Face à une vague de protestations populaires et à une pression croissante de ses alliés occidentaux, l’Ukraine s’apprête à revoir une loi qui remettait en cause l’indépendance de ses principales institutions de lutte contre la corruption. Le Parlement doit examiner ce jeudi un nouveau texte, après avoir adopté, le 22 juillet dernier, une réforme perçue comme un recul démocratique.
La loi initiale prévoyait de placer le Bureau national anticorruption (NABU) et le Parquet spécialisé anticorruption (SAPO) sous la tutelle directe du procureur général, nommé par le président. Ce transfert de pouvoir, sans débat parlementaire, a été immédiatement dénoncé comme une menace pour l’autonomie de ces deux piliers de la lutte anticorruption, instaurés après Maïdan en 2015 sous la pression de l’Union européenne et du FMI.
Volodymyr Zelensky, qui avait soutenu la réforme, justifiait ce changement par la nécessité de contrer des tentatives d’infiltration par les services russes. Mais cette ligne de défense n’a pas convaincu, ni à l’intérieur du pays ni à l’étranger.
Des centaines de manifestants sont descendus dans les rues de Kiev – une première mobilisation d’ampleur depuis le début de l’invasion russe en 2022. Simultanément, Bruxelles a menacé de geler une partie de son aide financière, soulignant que l’indépendance des agences anticorruption est une condition non négociable du processus d’adhésion de l’Ukraine à l’Union européenne.
Sous cette double pression, Zelensky a rapidement fait volte-face. Dès le 24 juillet, il annonçait une révision du texte.
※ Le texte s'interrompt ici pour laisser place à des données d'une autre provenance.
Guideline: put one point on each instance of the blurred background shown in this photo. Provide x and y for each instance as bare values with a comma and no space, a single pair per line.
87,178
Le ministre des Affaires étrangères Andriï Sybiga a alors affirmé que les autorités « corrigeaient le tir » afin de rétablir la confiance.
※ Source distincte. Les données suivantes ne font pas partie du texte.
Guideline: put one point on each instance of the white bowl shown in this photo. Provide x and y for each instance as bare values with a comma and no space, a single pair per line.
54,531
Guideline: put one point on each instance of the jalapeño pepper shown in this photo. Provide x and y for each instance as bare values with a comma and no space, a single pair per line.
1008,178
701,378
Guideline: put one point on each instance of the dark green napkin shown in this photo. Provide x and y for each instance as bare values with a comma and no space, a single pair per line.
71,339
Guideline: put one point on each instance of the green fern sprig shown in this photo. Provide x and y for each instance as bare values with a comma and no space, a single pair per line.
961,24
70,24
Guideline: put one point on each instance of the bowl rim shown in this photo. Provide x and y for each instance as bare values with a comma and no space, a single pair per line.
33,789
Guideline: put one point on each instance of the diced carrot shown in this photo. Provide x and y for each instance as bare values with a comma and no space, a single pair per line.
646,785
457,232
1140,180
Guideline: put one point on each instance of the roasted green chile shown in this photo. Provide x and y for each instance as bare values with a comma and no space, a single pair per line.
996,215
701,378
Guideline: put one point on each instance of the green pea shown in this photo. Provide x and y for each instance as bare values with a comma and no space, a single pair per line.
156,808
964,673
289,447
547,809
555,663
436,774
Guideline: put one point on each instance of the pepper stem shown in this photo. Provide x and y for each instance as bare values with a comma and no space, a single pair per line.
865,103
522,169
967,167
Le nouveau projet prévoit de rétablir formellement l’indépendance du NABU et du SAPO, tout en introduisant des mesures de sécurité renforcées, telles que des tests réguliers au détecteur de mensonges pour les agents traitant des données sensibles, et une surveillance accrue des employés ayant des liens familiaux ou personnels avec la Russie.
Mais pour l’opposition, ces ajustements relèvent davantage de la mise en scène que d’une réforme sincère. « Ils résolvent héroïquement des problèmes qu’ils ont eux-mêmes créés », ironise le député Yaroslav Zhelezniak. Certains craignent même un usage sélectif de ces mesures pour écarter des agents trop zélés ou politiquement gênants.
Plusieurs analystes estiment que la réforme initiale visait en réalité à entraver des enquêtes sensibles touchant l’entourage proche du président. Parmi les cas évoqués figure l’ancien vice-Premier ministre Oleksiy Chernyshov, soupçonné de corruption, qui a quitté le pays juste avant l’arrestation de deux de ses collaborateurs.
Le nom d’Andriy Yermak, chef de l’administration présidentielle, revient également avec insistance. Considéré comme l’homme fort de l’ombre du pouvoir, il est accusé par des voix critiques d’avoir une influence démesurée sur les institutions et d’interférer dans des dossiers judiciaires sensibles. Bien qu’aucune preuve de corruption ne le vise directement, sa position centrale alimente les soupçons.
Malgré les menaces et les incertitudes, la mobilisation citoyenne a montré que l’attachement des Ukrainiens aux institutions démocratiques reste fort. Pour beaucoup, la lutte contre la corruption est un enjeu existentiel, surtout en période de guerre, alors que l’effort de reconstruction et l’adhésion européenne exigent des standards élevés de transparence.